Having any unnecessary roundtrips will really slow things down. A single extra roundtrip would negate a fair chunk of the gains from putting your server in a fast place.

It's easy to add roundtrips accidentally. A particularly surprising source of roundtrips are cross-origin (CORS) preflight requests. For security reasons to do with preventing cross-site scripting attacks, browsers will "check" certain HTTP requests made from Javascript. This is done by sending a request to the same url beforehand with the special OPTIONS verb. The response to this will decide whether the original request is allowed or not. The rules for when exactly preflighting is done are complicated but a surprising number of requests are caught up in the net: notably including JSON POSTs to subdomains (such as api.foo.com when you're on foo.com) and third party webfonts. CORS preflighting checks use a different set of caching headers to the rest of HTTP caching which are rarely set correctly and anyway are only applicable for subsequent requests.

A lot of sites these days are written as "single page apps", where you load some static bundle of Javascript (hopefully from a CDN) and which then makes a (hopefully low) number of API requests inside your browser to decide what to show on the page. The hope is that this is faster after the first request as you don't have to redraw the whole screen when a user asks for a second page load. Usually, it doesn't end up helping much because a single HTML page tends to get replaced with multiple chained API calls.
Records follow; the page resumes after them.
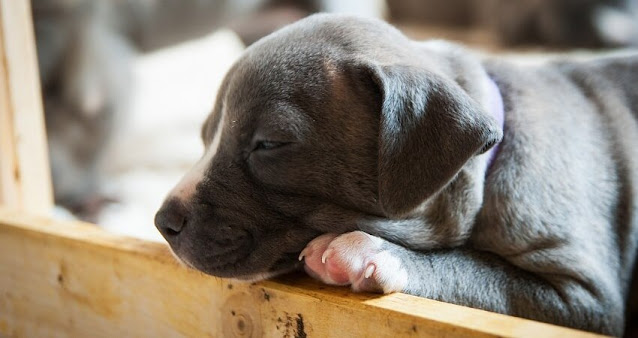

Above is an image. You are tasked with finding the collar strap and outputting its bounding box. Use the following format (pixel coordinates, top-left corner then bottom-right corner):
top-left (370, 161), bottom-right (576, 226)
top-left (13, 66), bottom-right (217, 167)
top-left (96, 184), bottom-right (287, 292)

top-left (485, 78), bottom-right (505, 175)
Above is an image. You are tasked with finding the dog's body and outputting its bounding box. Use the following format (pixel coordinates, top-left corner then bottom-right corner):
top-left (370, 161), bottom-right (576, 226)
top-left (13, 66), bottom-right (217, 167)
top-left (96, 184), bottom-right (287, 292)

top-left (156, 15), bottom-right (638, 334)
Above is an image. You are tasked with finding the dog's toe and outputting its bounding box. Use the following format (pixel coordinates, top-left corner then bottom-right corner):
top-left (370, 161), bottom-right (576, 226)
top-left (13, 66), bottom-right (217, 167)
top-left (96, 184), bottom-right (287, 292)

top-left (300, 231), bottom-right (407, 293)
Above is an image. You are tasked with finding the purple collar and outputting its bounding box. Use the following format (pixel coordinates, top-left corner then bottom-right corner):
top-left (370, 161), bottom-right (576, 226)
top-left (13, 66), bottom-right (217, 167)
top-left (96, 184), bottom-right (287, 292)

top-left (485, 78), bottom-right (505, 175)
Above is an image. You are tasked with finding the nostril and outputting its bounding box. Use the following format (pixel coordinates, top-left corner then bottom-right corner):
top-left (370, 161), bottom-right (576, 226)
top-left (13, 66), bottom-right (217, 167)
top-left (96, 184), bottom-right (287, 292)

top-left (155, 198), bottom-right (188, 237)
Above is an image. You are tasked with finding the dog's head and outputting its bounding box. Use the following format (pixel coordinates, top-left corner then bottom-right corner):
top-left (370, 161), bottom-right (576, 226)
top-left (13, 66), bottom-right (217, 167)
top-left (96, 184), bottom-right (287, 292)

top-left (156, 15), bottom-right (501, 278)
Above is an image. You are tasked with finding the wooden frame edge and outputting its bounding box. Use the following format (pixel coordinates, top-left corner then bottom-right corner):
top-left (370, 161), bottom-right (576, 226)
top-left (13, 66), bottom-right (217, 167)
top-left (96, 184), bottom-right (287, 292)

top-left (0, 0), bottom-right (53, 214)
top-left (0, 208), bottom-right (608, 337)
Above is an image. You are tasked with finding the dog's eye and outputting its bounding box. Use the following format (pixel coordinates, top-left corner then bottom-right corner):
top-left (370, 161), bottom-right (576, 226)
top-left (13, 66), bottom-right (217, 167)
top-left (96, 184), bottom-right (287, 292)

top-left (253, 141), bottom-right (287, 151)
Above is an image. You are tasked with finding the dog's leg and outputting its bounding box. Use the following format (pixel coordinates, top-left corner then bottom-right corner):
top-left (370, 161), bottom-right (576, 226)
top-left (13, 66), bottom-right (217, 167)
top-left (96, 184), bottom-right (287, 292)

top-left (300, 231), bottom-right (623, 334)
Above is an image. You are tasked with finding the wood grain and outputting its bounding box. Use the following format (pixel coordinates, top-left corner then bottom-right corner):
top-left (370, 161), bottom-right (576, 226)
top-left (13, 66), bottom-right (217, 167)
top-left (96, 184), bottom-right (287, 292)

top-left (0, 0), bottom-right (53, 213)
top-left (0, 209), bottom-right (608, 337)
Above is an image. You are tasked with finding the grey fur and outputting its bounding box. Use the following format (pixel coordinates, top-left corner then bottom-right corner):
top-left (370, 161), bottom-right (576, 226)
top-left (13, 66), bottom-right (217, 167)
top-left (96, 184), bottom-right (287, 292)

top-left (156, 15), bottom-right (638, 335)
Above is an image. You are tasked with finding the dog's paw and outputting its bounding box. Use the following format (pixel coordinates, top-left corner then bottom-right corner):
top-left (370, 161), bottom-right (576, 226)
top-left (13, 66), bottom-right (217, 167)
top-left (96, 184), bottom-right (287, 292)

top-left (299, 231), bottom-right (408, 293)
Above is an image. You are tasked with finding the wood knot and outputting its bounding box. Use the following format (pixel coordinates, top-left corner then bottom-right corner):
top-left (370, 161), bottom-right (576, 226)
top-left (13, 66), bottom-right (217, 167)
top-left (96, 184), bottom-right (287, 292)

top-left (222, 293), bottom-right (262, 337)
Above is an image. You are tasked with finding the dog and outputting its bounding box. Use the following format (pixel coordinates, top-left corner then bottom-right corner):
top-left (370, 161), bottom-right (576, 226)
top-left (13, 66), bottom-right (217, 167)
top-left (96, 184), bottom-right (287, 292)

top-left (155, 14), bottom-right (638, 335)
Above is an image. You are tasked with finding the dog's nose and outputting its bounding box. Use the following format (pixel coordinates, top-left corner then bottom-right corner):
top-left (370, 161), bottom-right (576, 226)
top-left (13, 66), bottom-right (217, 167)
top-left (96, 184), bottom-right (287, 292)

top-left (155, 198), bottom-right (188, 239)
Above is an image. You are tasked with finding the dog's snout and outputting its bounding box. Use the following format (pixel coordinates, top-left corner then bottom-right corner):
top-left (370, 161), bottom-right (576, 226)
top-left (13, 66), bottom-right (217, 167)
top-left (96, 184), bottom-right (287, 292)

top-left (155, 199), bottom-right (188, 239)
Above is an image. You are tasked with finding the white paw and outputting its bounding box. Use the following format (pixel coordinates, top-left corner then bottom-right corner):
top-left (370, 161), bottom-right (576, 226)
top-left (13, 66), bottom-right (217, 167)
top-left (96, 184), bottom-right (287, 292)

top-left (299, 231), bottom-right (408, 293)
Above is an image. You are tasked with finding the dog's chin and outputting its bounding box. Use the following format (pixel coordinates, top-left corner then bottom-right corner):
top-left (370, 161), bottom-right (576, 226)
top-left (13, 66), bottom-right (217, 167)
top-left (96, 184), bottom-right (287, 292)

top-left (170, 248), bottom-right (303, 283)
top-left (233, 265), bottom-right (299, 283)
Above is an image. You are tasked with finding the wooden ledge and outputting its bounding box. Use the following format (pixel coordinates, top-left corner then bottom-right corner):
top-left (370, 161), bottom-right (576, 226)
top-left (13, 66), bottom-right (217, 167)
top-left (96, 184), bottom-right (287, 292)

top-left (0, 208), bottom-right (595, 337)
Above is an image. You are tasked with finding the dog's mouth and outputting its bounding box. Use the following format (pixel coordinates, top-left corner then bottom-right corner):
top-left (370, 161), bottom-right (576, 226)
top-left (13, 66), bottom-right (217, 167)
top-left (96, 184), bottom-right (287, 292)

top-left (171, 236), bottom-right (302, 282)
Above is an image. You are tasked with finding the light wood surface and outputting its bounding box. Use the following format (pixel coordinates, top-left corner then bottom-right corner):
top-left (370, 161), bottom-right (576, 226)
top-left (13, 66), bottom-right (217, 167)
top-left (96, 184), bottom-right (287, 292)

top-left (0, 0), bottom-right (53, 213)
top-left (0, 209), bottom-right (608, 337)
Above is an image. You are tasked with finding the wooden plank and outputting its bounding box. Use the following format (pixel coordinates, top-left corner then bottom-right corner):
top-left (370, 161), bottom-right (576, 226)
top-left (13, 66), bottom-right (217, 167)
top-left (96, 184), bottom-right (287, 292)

top-left (0, 0), bottom-right (53, 213)
top-left (0, 209), bottom-right (608, 337)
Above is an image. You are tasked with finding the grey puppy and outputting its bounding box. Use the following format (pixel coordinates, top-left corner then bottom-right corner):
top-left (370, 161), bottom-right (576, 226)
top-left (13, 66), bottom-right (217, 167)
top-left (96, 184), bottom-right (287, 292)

top-left (155, 15), bottom-right (638, 335)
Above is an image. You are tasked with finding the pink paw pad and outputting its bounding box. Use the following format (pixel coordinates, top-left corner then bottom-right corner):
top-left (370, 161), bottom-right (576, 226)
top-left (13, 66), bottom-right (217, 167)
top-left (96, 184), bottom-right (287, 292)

top-left (299, 231), bottom-right (407, 293)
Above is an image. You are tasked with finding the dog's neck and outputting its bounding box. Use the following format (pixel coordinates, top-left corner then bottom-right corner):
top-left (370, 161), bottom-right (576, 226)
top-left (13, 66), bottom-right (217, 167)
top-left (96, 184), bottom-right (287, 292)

top-left (485, 79), bottom-right (505, 174)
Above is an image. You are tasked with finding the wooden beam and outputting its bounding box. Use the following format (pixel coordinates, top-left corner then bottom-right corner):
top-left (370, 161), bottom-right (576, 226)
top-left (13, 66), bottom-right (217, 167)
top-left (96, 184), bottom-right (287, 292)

top-left (0, 0), bottom-right (53, 213)
top-left (0, 209), bottom-right (608, 337)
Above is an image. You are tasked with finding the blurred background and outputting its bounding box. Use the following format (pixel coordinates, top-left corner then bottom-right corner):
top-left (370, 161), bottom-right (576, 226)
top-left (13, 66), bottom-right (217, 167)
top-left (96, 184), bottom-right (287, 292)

top-left (32, 0), bottom-right (638, 240)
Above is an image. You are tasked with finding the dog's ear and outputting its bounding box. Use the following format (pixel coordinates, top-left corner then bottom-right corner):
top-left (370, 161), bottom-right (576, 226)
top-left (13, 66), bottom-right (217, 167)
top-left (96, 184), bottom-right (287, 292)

top-left (370, 65), bottom-right (502, 217)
A couple of chained API calls to an origin server is almost always slower than redrawing the whole screen - particularly over a mobile network.

I always think it's a bit rubbish when I get a loading bar on a web page - you already sent me a page, why didn't you just send the page I wanted! One of the great ironies of the web is that while Google don't do a good job of crawling these single page apps they certainly produce a lot of them. The "search console" (the website formerly known as "webmaster tools") is particularly diabolical. I suppose Google don't need to worry overly about SEO.

Bandwidth improves quickly but latency improves slowly

Internet bandwidth just gets better and better. You can shove a lot more bytes down the line per second than you could even a few years ago. Latency improvements, however, are pretty rare and as we get closer to the speed of light the improvement will drop off completely.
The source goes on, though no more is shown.